Na maior parte do filme, o diretor efetua uma construção clássica de planos e movimentos de câmera. A direção de fotografia centraliza os personagens no enquadramento, opera em planos e contraplanos durante a conversa, e move-se somente quando precisa acompanhar os atores em caminhadas. Enquanto isso, uma galeria de veteranos do cinema francês desfila em participações amigáveis, de função narrativa limitada, a exemplo de Isabelle Huppert, Laure Calamy, Jean-Marc Barr, Carole Frank, Laurent Capelluto e Margot Maricot. A ciranda de afetos se estende ao círculo pessoal do autor.
Aos poucos, entretanto, Garoto Chiffon se abre à magia e à poesia. Partindo da tragicomédia de costumes, o roteiro abraça cenas próximas do surrealismo (a doença do cão), do sonho (a entrada no palco para o espetáculo) e da fantasia (a conclusão musical). A câmera rígida dos instantes iniciais se acalma, torna-se mais fluida e leve, com planos que navegam por rostos e dançam com os personagens. A revelação da mãe sobre seu passado ocorre num instante em que Bernadette e o filho se tratam, pela primeira vez, como adultos em pé de igualdade. A estética emancipa ao garoto enquanto liberta a si própria.
Além disso, a obra reflete a importante busca por uma estética gay, no sentido de transmitir às cores, aos objetos, figurinos, músicas e à construção de personagens uma visão de mundo assumidamente queer.
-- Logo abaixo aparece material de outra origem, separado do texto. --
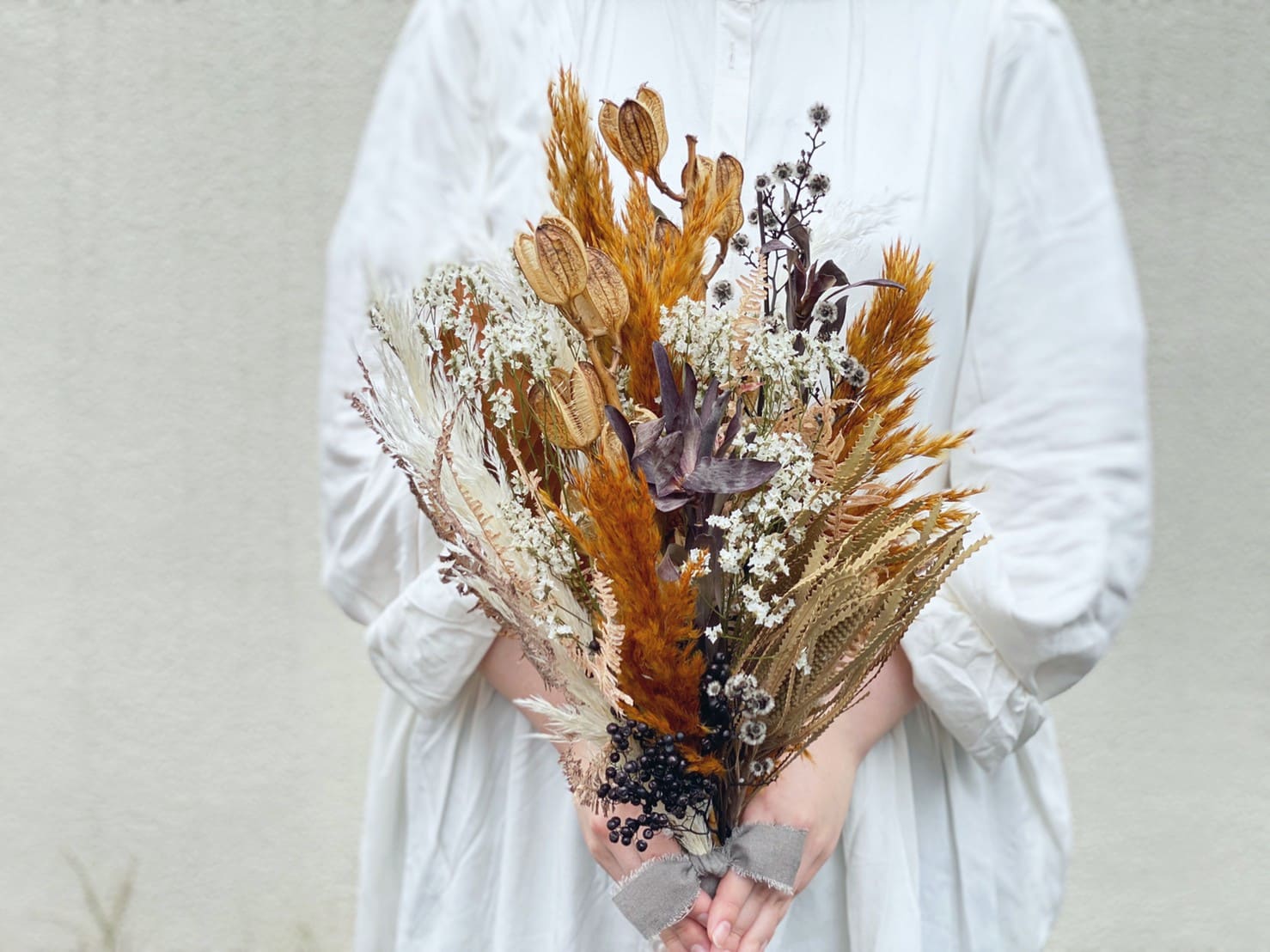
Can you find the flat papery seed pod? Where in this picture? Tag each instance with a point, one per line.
(651, 101)
(525, 247)
(606, 292)
(569, 406)
(730, 175)
(562, 254)
(610, 131)
(638, 131)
Os papéis de paredes, as estampas das roupas, os figurinos extravagantes sob o palco em contraste com os vestimentos simples em tons pastéis na casa da mãe reforçam a ideia de um estranhamento em relação ao padrão heteronormativo de moderação e polidez. O filme permite excessos numa construção kitsch e afetada, ainda que em chave melancólica. Maury esforça-se para não copiar os cânones do cinema de autor francês, nem aquele dos referenciais norte-americanos. O autor busca sua linguagem e tom próprios.
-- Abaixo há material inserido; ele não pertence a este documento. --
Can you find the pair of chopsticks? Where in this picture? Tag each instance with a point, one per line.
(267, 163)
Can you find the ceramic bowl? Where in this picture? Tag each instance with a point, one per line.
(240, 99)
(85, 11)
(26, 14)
É certo que alguns instantes soam mais exagerados ou acessórios, e que a maquiagem do olho roxo sofre com problemas de continuidade — sendo a ferida que cicatriza uma metáfora importante para o protagonista. Alguns personagens coadjuvantes são mal aproveitados, dependendo excessivamente de Jérémie para justificar sua presença em cena. No entanto, trata-se de um cinema movido por riscos e ambições, confiante em suas escolhas e avesso à tentativa de agradar a um público mais amplo. Neste processo, efetua um retrato tão carinhoso quanto crítico dos jovens adultos perdidos numa pós-modernidade opressora. Por trás da aparência de um filme pequeno, esconde um gesto cinematográfico vigoroso.